Watermelon. Defenders of this fruit place it on a pedestal up with the world’s great cultivars. In this pantheon with strawberries, mangos, and pineapples is where watermelon finds itself. I accept this as the truth.
I just don’t get why.
I don’t hate watermelon by any means, but the best thing that I can say about it is that it’s fine. Just okay. Mostly alright. It doesn’t offend me.
I think the best way to label watermelon is “crunchy water.”
Even when it’s “great watermelon”, whatever that means, it’s still just sort of blah. It’s not particularly high in any nutritional categories that matter, aside from some vitamin C and a lot of water. I guess if I was wandering through a desert and had no supplies and someone air-dropped a watermelon for me I’d be thankful, but that’s about it. It’s crunchy water.

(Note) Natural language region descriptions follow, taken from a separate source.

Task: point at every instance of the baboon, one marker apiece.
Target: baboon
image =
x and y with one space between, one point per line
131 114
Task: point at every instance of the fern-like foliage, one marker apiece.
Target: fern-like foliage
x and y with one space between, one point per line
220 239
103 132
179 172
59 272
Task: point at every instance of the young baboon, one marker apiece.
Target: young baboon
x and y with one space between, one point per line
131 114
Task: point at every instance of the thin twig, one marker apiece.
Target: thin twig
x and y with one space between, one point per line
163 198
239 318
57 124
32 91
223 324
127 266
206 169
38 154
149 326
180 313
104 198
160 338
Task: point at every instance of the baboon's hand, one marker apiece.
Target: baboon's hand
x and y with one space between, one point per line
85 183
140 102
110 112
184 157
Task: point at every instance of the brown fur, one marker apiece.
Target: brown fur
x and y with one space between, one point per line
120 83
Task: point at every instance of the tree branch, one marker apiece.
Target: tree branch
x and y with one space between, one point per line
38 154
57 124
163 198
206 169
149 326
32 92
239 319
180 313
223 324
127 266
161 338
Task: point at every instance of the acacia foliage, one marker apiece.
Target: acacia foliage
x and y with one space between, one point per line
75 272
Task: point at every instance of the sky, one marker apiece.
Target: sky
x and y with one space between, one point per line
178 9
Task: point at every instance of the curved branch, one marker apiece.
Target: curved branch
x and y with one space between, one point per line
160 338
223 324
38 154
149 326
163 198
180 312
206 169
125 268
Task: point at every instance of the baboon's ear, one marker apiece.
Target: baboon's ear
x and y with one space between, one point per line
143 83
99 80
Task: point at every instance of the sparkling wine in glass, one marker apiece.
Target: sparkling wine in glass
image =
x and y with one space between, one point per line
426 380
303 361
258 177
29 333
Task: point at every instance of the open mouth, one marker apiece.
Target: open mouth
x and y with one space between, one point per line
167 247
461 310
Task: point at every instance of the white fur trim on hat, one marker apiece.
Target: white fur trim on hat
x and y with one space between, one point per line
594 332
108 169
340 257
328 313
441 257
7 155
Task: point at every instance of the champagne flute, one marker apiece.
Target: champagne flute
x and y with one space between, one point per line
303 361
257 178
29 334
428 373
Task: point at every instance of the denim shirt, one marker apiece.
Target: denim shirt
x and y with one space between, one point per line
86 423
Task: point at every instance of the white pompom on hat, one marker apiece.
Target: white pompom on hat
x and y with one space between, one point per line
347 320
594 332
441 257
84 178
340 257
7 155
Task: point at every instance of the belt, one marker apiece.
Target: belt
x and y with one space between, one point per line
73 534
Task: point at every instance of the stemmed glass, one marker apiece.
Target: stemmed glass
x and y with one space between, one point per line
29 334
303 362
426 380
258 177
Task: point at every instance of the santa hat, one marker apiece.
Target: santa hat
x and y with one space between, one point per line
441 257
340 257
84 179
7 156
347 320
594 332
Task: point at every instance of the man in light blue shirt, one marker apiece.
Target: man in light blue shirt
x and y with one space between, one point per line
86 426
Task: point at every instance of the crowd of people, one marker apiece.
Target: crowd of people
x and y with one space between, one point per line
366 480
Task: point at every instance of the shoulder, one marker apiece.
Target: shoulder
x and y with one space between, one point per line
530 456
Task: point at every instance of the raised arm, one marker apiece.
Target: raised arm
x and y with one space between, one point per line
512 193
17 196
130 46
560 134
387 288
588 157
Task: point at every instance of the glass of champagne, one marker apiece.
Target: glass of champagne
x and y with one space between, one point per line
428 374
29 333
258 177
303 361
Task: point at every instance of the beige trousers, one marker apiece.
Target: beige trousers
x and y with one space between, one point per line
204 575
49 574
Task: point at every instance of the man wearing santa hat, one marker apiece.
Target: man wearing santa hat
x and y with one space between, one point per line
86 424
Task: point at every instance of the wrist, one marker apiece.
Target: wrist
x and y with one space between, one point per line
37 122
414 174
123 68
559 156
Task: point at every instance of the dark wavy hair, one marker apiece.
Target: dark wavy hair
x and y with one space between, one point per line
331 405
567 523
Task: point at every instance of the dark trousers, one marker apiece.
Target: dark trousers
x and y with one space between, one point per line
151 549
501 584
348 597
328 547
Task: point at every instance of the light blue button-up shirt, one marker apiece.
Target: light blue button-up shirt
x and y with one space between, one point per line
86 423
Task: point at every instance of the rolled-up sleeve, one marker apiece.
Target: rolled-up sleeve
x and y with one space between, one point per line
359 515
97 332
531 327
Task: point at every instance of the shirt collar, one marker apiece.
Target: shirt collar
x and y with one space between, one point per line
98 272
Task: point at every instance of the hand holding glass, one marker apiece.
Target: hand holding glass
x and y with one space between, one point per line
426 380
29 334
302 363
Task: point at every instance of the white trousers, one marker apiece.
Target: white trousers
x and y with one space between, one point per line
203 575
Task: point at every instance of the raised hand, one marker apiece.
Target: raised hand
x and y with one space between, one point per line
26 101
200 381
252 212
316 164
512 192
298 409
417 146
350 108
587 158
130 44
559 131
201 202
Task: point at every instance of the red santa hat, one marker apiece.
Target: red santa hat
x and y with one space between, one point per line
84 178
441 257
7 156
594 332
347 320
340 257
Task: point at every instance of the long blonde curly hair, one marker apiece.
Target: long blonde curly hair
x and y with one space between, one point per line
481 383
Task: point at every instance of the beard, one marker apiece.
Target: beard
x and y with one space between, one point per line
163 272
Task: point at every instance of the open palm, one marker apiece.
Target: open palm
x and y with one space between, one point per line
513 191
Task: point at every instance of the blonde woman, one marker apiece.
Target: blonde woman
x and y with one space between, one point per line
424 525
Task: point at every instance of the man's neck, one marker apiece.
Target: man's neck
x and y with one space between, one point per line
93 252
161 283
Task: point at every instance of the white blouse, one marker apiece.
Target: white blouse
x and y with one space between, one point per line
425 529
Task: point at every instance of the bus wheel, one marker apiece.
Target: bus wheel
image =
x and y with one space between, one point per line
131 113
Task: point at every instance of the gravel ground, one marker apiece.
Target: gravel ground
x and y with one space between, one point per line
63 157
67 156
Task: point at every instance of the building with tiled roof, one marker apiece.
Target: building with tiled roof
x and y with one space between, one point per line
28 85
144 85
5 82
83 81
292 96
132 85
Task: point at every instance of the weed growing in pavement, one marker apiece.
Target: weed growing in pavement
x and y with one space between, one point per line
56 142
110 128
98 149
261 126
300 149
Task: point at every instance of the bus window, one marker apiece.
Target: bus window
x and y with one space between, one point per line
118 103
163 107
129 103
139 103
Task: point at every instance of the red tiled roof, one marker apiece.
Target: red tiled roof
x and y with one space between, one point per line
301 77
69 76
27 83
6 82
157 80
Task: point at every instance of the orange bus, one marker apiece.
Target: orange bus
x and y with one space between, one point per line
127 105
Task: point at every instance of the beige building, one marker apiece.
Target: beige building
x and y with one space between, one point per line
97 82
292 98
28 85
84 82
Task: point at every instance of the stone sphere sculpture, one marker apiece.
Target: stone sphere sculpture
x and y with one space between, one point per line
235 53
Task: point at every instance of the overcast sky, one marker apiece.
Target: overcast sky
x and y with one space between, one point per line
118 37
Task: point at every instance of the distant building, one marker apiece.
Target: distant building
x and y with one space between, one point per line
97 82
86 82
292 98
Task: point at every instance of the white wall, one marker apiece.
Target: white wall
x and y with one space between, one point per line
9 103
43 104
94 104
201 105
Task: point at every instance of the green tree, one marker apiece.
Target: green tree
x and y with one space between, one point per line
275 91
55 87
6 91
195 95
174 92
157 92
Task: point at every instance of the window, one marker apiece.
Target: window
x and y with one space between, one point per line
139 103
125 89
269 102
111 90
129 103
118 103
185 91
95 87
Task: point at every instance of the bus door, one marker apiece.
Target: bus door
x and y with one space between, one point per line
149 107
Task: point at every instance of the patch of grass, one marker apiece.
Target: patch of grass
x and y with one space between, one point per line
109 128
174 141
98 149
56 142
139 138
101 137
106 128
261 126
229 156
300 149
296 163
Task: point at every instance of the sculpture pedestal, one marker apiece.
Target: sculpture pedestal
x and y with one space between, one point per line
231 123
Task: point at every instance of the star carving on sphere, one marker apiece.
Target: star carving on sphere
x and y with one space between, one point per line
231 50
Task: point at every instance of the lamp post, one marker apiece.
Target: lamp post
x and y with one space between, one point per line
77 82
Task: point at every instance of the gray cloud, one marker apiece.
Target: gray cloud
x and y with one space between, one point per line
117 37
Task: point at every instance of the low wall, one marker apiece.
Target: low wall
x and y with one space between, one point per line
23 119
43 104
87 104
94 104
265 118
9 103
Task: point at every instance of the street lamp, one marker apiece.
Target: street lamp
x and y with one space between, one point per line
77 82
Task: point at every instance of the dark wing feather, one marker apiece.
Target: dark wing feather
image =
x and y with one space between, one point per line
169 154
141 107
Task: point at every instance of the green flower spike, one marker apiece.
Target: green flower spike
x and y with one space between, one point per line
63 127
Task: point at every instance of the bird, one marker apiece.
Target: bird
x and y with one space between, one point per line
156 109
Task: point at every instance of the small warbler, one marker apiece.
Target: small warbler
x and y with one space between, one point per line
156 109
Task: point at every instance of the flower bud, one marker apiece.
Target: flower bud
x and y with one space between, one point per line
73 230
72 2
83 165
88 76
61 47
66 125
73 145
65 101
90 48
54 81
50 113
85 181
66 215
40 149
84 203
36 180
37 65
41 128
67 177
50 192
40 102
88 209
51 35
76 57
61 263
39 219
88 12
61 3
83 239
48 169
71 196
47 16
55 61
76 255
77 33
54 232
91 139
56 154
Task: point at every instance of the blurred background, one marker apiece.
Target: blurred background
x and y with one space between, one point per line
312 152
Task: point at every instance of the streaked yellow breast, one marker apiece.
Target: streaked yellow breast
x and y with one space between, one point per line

Even when watermelon is utilized as a flavoring for other things, it doesn’t taste anything like real watermelon. It’s always an artificial watermelon flavor that has been improved through chemistry. Natural watermelon flavor just isn’t tasty enough for gum, Jolly Ranchers, or vodka.
Watermelon is fine. If you serve it to me, I’ll eat it. But if a killer fungus arrived to destroy all of the watermelon plants in the world, I wouldn’t mourn it. I would certainly mourn strawberries, mangos, and pineapples if something happened to them, but not watermelon.